Hey, now you're talking. We can make it something like a one-day event and perhaps do a panel (yeah, you and me... that's the panel). Something like ""Collageclearinghouse" LIVE! - Discussion and work by two or more amateur artists". With deep discounts on selected works.
Would that be a live video discussion? Webcam? I was on Twitter once and they were Tweeting about art being destroyed live on webcam and they got a pretty big audience but it was some guy with a long, self-important speech and people that drew 5 minutes on paper that got shredded, live. You could tear up your art and make collages live. Or just have the live sell and comments. That would be pretty cool. Monkeybrain's idea live.

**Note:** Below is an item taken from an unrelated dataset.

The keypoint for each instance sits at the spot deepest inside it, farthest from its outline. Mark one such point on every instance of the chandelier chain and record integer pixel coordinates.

Hello travelers! I've now found a moment to respond to this item and, more pointedly, Ms. Sadler's "real clearinghouse" conversation on her blog. (I couldn'r figure how to comment on her page. I'm so technically inept that it's a wonder I could get to this page! I'm hoping these thoughts will still travel.)
A consideration: give the art away to those who know you, love you and love your work, with the stipulation, of course, the art will be displayed. There's not any "performance" there, I realize, yet those who love and display your art will also promote your work to others who view your work in their presence. Am I naive to think this could yield "paying customers" (if that's a needed or wanted outcome)from friends of friends of friends?
Ms. Sadler's works (I'd enjoy seeing them live sometime: me alive and the art in vivo!) are wonderful and by giving away would create a legacy and potentially a windfall to its owners some day some way. The legacy need not be primarily cash on the barrel head, but if not for the artist in this life maybe for your designated heirs. Worst case scenario: your art is well distributed, displayed and loved and great stories are shared in years to come about great aunt Julie, great uncle Steve and their forays in to art. Very inspirational, in my estimation. (What aspect am I missing?)